Besides the allure of the almighty dollar, the MBA offers an intensive educational experience. As a student, I had the opportunity to learn about functional areas outside of my expertise such as management, operations, accounting, strategy and marketing. The rationale behind this pedagogical approach is quite simple: the 21st century business leader is expected to have a rounded perspective of the modern corporation. Soft skills such as argumentation and teamwork are also emphasized. Spirited discussion on topics such as valuation, accounting standards and strategic choices defined my classroom experience at Harvard. As in the real world, the problems we examined usually didn’t have right answers. There was disagreement and polarization. By the end of the program, I’d grown accustomed to defending my point of view before an exigent audience.
But the MBA is not all moonlight and roses. Tuition and opportunity costs of foregone income can be substantial. The calculus can be downright disheartening and creep into the hundreds of thousands of dollars. Moreover, there’s the lurking suspicion that one could learn much of the same material by picking up some relatively inexpensive textbooks. Lastly, there’s the undeniable reality that many successful executives don’t hold MBAs. To cite two examples from our own backyard in Hawaii consider Alexander & Baldwin’s CEO Stanley Kuriyama and Hawaiian Airlines’ CEO Mark Dunkerley. (Kuriyama holds a law degree from Harvard Law School and Dunkerley holds a master’s degree in Air Transportation Economics from the Cranfield Institute of Technology.)
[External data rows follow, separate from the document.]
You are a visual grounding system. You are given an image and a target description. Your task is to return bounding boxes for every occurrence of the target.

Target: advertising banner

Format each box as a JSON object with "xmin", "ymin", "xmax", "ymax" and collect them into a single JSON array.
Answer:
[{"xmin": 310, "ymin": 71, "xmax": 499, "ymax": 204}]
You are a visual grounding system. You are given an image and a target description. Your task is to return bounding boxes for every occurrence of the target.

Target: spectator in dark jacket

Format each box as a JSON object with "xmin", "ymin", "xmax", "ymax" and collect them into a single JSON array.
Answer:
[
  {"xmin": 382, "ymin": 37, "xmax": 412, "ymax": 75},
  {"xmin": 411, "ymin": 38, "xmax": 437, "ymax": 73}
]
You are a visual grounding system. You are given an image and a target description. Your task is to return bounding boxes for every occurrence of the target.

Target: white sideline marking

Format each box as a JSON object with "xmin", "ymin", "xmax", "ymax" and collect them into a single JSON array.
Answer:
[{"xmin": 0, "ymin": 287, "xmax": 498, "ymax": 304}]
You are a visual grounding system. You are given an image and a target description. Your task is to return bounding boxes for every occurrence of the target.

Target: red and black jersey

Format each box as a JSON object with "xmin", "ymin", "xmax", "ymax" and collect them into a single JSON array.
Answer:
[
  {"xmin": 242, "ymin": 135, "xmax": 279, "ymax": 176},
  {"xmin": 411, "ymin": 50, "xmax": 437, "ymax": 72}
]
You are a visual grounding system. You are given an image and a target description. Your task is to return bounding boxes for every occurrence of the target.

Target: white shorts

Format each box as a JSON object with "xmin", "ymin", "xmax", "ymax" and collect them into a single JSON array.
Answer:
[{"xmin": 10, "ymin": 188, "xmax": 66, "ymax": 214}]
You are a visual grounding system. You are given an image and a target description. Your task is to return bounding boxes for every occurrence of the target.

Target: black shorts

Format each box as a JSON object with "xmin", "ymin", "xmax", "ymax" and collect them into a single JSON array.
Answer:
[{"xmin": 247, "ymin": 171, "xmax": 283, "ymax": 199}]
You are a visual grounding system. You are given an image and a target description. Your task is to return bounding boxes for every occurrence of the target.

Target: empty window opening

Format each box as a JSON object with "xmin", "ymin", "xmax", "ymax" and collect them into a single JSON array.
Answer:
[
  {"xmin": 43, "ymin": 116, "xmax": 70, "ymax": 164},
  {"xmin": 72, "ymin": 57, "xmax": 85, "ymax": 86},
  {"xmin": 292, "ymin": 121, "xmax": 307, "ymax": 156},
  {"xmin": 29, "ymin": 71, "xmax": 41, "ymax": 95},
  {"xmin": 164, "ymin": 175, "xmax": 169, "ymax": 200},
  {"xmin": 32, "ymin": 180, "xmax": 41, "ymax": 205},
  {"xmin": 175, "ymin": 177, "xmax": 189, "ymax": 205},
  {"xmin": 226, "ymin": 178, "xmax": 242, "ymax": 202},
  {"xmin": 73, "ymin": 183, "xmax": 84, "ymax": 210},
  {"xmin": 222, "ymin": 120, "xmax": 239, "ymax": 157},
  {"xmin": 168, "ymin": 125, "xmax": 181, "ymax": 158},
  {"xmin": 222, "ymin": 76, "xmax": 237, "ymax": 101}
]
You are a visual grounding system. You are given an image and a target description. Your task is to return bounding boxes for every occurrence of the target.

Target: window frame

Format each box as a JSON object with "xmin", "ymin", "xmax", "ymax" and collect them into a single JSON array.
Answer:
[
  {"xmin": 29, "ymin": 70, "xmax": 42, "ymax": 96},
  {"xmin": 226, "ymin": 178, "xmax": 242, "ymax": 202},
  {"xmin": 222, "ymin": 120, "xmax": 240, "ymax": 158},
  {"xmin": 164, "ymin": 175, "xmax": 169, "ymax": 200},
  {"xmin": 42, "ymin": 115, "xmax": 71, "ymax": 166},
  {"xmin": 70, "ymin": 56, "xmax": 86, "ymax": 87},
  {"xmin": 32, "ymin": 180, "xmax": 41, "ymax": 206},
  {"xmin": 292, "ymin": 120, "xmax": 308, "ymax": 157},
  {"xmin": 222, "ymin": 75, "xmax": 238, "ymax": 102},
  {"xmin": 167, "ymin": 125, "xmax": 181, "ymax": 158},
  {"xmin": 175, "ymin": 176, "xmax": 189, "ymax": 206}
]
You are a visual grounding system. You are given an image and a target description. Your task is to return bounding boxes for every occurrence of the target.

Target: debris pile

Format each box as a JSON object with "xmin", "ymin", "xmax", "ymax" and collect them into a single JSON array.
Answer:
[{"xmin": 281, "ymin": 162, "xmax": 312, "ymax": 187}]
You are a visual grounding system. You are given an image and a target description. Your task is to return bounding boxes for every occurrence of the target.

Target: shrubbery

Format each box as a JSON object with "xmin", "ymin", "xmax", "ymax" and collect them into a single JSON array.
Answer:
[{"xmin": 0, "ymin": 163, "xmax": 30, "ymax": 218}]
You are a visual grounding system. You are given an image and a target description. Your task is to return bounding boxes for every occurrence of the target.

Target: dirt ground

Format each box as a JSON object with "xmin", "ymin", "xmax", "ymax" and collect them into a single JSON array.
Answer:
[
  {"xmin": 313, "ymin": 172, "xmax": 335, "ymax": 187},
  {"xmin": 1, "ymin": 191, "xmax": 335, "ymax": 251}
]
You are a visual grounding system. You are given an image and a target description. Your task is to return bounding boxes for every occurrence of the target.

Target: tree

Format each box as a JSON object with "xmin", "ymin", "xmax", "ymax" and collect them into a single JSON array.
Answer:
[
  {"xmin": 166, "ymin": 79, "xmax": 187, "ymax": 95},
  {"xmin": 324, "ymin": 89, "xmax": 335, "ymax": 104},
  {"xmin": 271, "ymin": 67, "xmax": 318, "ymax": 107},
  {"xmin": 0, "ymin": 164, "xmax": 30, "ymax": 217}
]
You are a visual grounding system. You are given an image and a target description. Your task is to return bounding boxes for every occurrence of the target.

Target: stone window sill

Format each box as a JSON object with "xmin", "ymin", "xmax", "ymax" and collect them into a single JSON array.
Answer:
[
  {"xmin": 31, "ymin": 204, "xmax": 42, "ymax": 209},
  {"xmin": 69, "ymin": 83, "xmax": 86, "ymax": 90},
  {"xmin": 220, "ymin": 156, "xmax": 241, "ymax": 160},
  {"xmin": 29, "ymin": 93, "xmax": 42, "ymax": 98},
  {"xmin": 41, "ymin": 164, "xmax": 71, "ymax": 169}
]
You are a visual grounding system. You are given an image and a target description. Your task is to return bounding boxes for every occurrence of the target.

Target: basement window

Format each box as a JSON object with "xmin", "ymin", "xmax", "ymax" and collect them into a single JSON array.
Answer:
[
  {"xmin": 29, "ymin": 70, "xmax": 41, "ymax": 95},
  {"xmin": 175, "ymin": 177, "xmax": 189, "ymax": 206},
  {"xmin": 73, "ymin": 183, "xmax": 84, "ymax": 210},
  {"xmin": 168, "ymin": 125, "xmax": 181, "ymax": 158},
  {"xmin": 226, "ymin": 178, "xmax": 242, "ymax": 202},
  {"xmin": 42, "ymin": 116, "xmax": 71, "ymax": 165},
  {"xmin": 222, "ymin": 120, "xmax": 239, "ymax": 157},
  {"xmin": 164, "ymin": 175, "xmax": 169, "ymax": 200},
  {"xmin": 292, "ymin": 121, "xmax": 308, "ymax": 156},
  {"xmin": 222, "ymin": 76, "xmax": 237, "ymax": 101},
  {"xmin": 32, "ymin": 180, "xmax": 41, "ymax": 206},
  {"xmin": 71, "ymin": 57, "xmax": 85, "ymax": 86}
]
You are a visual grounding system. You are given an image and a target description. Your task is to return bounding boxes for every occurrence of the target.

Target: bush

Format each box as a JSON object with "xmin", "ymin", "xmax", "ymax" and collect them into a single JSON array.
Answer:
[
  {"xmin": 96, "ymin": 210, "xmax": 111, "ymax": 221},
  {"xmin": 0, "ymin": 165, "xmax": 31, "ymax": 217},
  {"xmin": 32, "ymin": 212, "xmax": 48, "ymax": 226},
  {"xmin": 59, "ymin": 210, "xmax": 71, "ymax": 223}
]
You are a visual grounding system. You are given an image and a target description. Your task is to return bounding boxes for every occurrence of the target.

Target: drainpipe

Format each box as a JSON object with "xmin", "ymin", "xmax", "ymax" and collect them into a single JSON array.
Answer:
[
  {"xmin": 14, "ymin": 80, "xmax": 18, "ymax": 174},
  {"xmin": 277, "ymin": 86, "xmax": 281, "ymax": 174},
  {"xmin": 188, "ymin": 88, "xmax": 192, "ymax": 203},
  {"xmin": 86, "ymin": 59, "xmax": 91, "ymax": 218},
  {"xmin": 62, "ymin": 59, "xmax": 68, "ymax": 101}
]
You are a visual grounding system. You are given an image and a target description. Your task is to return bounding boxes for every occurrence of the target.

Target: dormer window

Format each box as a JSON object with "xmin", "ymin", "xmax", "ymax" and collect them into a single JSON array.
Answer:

So should you get an MBA? Well, it depends. If your aspiration is to pursue a career that places a premium on the degree such as private equity, management consulting or a management role at a Fortune 500 company, then it’s well worth considering. The same holds true if you plan to switch careers, seize the opportunity to work on your skills, and expand your Rolodex. But if the idea of returning to school isn’t appealing and you’re already on a steep career trajectory with access to professional development opportunities, don’t feel like you have to jump onto the bandwagon.